In this paper,based on the research of the features about high voltage and high current under electrostatic discharge(ESD),the new 3D model of 0.6 μm gate-grounded NMOS(ggNMOS) ESD protection circuit with CSMC 6S06DPDM-CT02 CMOS technology have been derived from the optimization of lattice self-heating drift/diffusion model and its thermal model; systematic study about the effect of drain contact to gate spacing(DCGS)and the source contact to gate spacing(SCGS)on the relative protection circuit robustness index(turn-on voltage,breakdown voltage,self-heating peak,etc)have been done based on this model.
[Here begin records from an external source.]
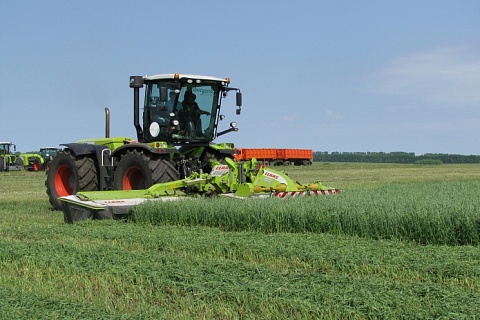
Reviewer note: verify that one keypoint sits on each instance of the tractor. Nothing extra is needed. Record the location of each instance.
(181, 115)
(173, 156)
(39, 161)
(8, 160)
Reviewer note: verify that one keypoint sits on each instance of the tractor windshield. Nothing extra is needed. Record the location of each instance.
(181, 112)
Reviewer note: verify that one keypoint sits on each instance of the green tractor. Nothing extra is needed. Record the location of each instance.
(39, 161)
(8, 160)
(180, 119)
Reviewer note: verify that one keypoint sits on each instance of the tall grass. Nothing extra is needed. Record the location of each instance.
(429, 213)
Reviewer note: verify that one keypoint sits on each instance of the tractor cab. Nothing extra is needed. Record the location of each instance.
(5, 148)
(181, 109)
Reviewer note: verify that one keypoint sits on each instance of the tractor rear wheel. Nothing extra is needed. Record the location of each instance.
(68, 175)
(137, 170)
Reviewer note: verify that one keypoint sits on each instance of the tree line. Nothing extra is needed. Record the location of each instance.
(394, 157)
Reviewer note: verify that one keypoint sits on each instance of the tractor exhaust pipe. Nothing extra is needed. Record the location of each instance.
(136, 82)
(107, 123)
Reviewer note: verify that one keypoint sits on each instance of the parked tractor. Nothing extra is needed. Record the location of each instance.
(172, 157)
(8, 160)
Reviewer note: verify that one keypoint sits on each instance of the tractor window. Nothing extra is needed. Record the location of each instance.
(196, 110)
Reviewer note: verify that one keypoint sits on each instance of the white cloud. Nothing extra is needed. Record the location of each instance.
(442, 76)
(333, 115)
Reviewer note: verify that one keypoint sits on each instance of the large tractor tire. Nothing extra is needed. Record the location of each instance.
(137, 170)
(68, 175)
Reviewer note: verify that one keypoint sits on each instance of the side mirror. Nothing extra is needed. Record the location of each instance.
(239, 99)
(163, 94)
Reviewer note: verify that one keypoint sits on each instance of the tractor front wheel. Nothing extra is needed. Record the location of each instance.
(68, 175)
(137, 170)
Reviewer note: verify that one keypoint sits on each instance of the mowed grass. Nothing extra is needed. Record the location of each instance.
(181, 269)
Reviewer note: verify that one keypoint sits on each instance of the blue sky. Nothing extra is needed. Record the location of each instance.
(323, 75)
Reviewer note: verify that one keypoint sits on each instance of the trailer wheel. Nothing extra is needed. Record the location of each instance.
(68, 175)
(137, 170)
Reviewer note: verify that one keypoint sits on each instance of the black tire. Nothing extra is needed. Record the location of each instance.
(68, 175)
(137, 170)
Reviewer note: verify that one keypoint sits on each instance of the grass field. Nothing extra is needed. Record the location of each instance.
(401, 241)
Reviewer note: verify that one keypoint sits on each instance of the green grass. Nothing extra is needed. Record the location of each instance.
(179, 270)
(430, 213)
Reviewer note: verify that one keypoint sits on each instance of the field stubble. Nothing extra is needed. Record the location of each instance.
(119, 270)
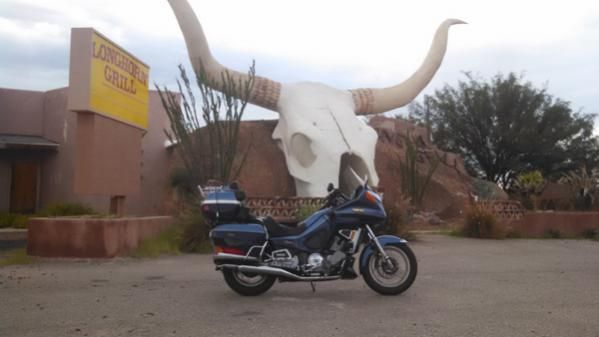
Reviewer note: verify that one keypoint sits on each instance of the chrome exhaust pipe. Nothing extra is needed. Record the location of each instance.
(265, 270)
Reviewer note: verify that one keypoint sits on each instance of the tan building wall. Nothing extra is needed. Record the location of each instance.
(45, 114)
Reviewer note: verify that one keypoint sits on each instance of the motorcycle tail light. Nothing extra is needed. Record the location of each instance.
(228, 250)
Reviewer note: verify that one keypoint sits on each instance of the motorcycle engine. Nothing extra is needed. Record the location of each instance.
(282, 259)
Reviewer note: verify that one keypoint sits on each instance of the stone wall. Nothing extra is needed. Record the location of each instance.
(567, 224)
(90, 237)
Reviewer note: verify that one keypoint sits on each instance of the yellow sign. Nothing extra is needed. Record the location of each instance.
(118, 83)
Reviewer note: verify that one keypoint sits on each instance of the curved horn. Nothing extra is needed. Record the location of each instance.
(265, 92)
(372, 101)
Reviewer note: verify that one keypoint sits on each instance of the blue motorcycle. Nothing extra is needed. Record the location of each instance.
(253, 253)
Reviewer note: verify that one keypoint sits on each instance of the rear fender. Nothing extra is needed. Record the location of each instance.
(384, 240)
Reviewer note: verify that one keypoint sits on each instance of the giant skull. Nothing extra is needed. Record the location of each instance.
(322, 138)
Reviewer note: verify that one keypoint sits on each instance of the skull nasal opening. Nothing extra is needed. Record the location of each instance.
(347, 180)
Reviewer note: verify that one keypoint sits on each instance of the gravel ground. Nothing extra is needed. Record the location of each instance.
(464, 288)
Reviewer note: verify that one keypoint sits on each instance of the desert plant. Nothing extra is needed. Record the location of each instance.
(481, 223)
(527, 186)
(584, 187)
(166, 242)
(66, 209)
(208, 144)
(413, 183)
The simulation results show that turn-on voltage and thermal balance are not influenced by the change of DCGS and SCGS,and compared to SCGS,DCGS is more sensitive to the breakdown voltage and the self-heating peak value of protection circuit. To improve the robustness of ESD protection circuit,it is not appropriate to monotonic increase the DCGS and SCGS for the reason that the breakdown voltage cannot be increased and the self-heating peak value of devices cannot be reduced by increasing DCGS and SCGS continuously. Compared to the TLP test results of 0.5 μm and 0.6 μm CMOS,a better reflection about the trend of electrical and heating features is derived from the simulation results,and the conclusions and test results are fully consistent. The reference for sub-micrometer ggNMOS ESD protection circuit layout parameter can be provided by the study.